Pronto llegaría la segunda unidad desde Northmost, y Riario y Siswu notarían la presencia aquí de alguna manera. Karen había acordado enviarles noticias secretas de Tildeon a través de un mensajero. Tomaría tiempo, pero tarde o temprano la expedición recuperaría la calma.

"Tildeon es mi querido hogar. Haré lo que sea para protegerlo."

En cuanto pronunció esta promesa solemne, Luke se arrojó de golpe a los brazos de Anya.

El joven temblaba y sollozaba; Anya lo consoló suavemente hasta que una mano se posó en su hombro, obligándolo a mirar atrás. Era Evernight.

"Unos elfos se ofrecieron a escoltar a estos chicos hasta la entrada del campamento."

Anya suspiró de alivio y se inclinó hacia Asrandu, que esperaba a lo lejos.

"Rey del Norte. Considera saldada tu deuda con tu consorte."

Asrandu y sus hombres viajarían con Evernight y su grupo hasta Portmeus. Aunque aún estaban en las primeras zonas de la barrera, los monstruos podían aparecer en cualquier momento. Contar con más personas era mucho mejor para sobrevivir.
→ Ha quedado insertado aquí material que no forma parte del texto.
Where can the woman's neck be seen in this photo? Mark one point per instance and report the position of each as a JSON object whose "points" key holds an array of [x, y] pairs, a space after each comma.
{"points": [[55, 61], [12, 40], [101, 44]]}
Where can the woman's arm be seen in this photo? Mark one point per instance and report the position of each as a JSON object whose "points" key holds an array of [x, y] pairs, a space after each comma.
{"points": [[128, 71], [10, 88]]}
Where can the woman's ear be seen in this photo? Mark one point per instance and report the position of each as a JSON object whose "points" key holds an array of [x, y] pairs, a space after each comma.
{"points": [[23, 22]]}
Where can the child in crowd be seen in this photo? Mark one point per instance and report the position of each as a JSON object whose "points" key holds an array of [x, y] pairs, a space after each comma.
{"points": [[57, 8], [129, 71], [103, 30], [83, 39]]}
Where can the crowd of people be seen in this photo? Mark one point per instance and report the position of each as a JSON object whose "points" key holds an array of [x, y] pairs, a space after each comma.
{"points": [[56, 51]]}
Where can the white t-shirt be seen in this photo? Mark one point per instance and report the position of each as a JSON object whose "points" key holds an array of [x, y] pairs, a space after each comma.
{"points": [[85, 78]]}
"Luke, Kun. Estoy seguro de que volveremos a vernos algún día."

El grupo se dividió en dos: unos mirando al oeste y otros al este.

Por esta vez, Asrandu liberó las ataduras de Asel, y ella se lanzó velozmente a abrazar a Anya, junto con Luke y Kun. Aunque su boca seguía amordazada, sus ojos lo decían todo: “Gracias. Cuídense. Si el destino lo quiere, nos volveremos a encontrar.”

Conteniendo las lágrimas, Anya los abrazó con todas sus fuerzas.

"Es hora de irnos."

A la orden de Asrandu, los elfos llevaron a Asel. Anya, a regañadientes, comenzó a caminar hacia Evernight y Karen, cuando Luke le gritó:

"¡Caballero! ¡Caballero Anya!"

Luke sonreía, agitando la mano.

"¡No olvide beber el jugo de fruta Lufun todos los días!"

En su bolsa, los frascos de medicina que Luke le había metido tintineaban al moverse.

"Y... yo... daré el mensaje a la expedición, como usted me dijo."

'Si tengo un poco más de valor, todos podrán descansar más cómodamente.'

Luke asintió con determinación.

'Gracias, Luke.'

Anya le devolvió un saludo caballeresco, solemne.

"Anya, vámonos."

A la orden de Evernight, Anya levantó la mirada. Los fríos ojos azules del hombre se posaron en su rostro sombrío, y luego pasó a su lado sin decir palabra. Poco después, se giró apenas y dijo:

"Si no los olvidas, algún día volverás a encontrarlos."

A pesar de ser de mañana, el bosque oscuro estaba sumido en silencio, pero ya nada de eso le causaba miedo a Anya. Sonrió con entereza al hombre que tenía delante.

"A Tildeon..."

Sí. Por fin, de regreso a Tildeon.

Con determinación solemne, Anya siguió a Evernight.